Le 5 mai dernier, le Premier ministre Sébastien Lecornu a qualifié la situation liée aux prix des carburants de "particulièrement difficile et grave". Lors d'une intervention à l'Assemblée nationale, il a exprimé sa volonté de "changer d'échelle" pour adapter les initiatives de soutien à l'économie nationale.
Retrouvez l'intégralité de son discours dans la vidéo ci-dessus.
Interrogé sur le sujet des aides financières destinées aux entreprises, le Premier ministre a promis des mesures supplémentaires. "L'enjeu, c'est le soutien à l'activité et à celles et ceux qui travaillent. Mais désormais, Monsieur le ministre, il va falloir changer d'ampleur et d'échelle", a-t-il déclaré.
Actuellement, plusieurs secteurs bénéficient d'une aide, notamment les pêcheurs, agriculteurs, transporteurs et petits artisans du BTP, qui bénéficient d'une remise sur le gasoil. Par ailleurs, une aide est également accordée aux "grands rouleurs modestes", sous certaines conditions, telles que parcourir au moins 30 km par jour pour aller travailler et avoir un revenu inférieur à 16 880 euros par an pour une personne seule.
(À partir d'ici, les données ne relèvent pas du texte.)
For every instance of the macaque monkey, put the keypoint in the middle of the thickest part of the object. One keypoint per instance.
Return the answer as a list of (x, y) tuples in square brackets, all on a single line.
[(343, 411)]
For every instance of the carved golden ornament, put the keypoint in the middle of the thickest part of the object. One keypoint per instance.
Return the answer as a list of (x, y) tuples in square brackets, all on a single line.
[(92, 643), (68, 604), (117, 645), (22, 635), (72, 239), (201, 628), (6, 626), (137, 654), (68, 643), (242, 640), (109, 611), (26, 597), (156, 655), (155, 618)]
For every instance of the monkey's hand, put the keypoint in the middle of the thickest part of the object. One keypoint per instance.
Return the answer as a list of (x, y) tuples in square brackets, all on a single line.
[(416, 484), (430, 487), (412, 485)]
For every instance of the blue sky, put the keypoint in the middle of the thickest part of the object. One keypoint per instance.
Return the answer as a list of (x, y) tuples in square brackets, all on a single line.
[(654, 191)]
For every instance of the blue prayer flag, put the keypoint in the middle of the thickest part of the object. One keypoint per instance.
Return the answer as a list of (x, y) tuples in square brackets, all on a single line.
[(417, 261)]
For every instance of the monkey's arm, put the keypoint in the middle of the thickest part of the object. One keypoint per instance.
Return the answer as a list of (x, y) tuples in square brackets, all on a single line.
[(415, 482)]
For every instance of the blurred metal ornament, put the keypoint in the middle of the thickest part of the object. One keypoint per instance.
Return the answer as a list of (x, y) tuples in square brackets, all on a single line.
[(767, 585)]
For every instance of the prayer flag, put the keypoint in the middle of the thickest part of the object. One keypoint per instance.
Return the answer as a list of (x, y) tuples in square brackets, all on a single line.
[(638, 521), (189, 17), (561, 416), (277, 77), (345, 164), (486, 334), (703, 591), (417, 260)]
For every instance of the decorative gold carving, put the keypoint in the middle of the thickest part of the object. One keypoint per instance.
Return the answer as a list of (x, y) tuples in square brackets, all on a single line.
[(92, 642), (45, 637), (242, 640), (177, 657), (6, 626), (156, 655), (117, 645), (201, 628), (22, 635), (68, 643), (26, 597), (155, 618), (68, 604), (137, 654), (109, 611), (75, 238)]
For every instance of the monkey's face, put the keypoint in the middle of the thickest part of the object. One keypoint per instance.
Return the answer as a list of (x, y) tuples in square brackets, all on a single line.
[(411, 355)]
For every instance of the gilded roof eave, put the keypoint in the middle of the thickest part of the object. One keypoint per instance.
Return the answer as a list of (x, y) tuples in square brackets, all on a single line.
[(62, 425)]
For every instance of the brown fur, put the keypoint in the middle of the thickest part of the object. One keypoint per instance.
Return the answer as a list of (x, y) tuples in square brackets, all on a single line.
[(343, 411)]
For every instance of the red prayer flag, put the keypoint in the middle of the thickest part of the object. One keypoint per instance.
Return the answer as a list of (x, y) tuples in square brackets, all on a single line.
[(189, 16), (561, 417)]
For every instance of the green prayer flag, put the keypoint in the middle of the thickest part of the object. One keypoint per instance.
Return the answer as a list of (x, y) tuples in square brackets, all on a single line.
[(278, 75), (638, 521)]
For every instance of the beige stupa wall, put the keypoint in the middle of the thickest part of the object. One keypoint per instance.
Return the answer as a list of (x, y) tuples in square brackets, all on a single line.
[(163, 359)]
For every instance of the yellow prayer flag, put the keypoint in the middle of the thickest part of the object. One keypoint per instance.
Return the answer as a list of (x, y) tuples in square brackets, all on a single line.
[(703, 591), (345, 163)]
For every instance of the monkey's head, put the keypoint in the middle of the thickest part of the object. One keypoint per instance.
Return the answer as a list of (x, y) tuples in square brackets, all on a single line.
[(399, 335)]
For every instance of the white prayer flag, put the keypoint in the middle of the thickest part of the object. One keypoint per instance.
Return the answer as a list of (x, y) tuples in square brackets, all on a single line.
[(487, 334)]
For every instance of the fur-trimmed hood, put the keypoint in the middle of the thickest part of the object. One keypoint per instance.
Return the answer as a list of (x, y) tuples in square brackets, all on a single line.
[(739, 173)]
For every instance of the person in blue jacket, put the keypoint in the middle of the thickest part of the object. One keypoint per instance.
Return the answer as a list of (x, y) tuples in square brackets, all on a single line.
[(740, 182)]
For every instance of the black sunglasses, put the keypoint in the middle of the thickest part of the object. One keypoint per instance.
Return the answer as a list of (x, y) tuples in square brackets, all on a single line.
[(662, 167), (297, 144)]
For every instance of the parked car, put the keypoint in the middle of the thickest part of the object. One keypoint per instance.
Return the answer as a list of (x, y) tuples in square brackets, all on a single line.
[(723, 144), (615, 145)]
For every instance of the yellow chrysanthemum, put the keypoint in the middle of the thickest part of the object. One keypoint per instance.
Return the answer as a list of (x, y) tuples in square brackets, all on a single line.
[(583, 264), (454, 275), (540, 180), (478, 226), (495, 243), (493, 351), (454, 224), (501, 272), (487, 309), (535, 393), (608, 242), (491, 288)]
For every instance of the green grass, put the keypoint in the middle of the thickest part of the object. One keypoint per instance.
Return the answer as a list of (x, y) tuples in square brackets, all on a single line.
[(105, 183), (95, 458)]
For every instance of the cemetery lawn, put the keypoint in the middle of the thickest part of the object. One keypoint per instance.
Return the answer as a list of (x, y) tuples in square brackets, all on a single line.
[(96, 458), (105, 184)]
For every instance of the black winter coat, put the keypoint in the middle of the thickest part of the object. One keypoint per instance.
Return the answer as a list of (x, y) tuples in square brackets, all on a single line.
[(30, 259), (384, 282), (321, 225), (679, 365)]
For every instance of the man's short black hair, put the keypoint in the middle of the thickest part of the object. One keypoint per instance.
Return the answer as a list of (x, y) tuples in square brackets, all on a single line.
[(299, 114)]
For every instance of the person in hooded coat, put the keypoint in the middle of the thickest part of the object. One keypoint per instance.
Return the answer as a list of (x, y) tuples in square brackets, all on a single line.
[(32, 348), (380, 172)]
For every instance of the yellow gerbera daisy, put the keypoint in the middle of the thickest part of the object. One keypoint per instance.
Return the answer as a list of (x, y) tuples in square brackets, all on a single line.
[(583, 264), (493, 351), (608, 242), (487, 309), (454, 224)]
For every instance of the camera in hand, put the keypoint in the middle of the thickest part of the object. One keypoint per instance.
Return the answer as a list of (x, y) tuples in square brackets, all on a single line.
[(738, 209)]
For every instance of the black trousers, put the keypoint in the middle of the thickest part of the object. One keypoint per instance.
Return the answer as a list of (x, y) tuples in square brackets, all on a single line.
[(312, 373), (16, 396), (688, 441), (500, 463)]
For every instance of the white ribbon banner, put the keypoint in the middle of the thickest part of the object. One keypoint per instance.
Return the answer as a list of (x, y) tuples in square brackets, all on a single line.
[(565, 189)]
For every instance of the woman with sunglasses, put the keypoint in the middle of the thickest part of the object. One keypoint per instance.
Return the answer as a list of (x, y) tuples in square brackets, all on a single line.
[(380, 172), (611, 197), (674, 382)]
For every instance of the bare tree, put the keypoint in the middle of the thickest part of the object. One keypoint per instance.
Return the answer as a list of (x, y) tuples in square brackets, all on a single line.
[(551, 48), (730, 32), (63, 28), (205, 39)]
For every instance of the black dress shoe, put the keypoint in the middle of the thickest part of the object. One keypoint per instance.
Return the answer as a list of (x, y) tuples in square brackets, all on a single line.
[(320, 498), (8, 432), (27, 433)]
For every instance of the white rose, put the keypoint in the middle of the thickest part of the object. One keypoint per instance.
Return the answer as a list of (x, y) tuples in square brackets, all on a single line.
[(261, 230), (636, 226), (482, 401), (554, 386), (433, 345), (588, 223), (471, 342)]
Quelles seront les nouvelles aides ?
Le gouvernement envisage d'ajuster les plafonds de revenus pour étendre l'éligibilité des aides. "Aujourd'hui, le montant de l'essence impacte aussi bien ceux qui gagnent 1 500 euros par mois que ceux ayant des revenus aux alentours de 4 000 ou 5 000 euros", a déclaré un chef d'entreprise. Plusieurs automobilistes expriment leur scepticisme : "Ceux qui peuvent bénéficier des aides en tirent mieux parti. Pour les autres, il ne reste qu'à attendre et espérer que la crise s'atténue".
Des discussions sont également en cours pour inclure des secteurs comme les taxis ou d'autres professionnels directement affectés par la hausse des coûts de l'énergie.
Quel serait le coût d'une telle mesure ?
Pour ce mois de mai, l'État a déjà alloué 180 millions d'euros en aide. Toutefois, ces fonds proviennent d'un surplus de recettes fiscales sur les carburants, déjà épuisé. "Il est donc essentiel de trouver des économies ailleurs", souligne Mathieu Plane, économiste à l'OFCE. Il ajoute : "La réalité, c'est qu'il y a un arbitrage politique nécessaire. Si de nouvelles mesures coûteuses sont annoncées, il sera crucial de les financer d'une manière ou d'une autre." Pour l'instant, le gouvernement reste ferme sur la question des taxes sur les carburants, ne prévoyant pas de diminutions à ce sujet.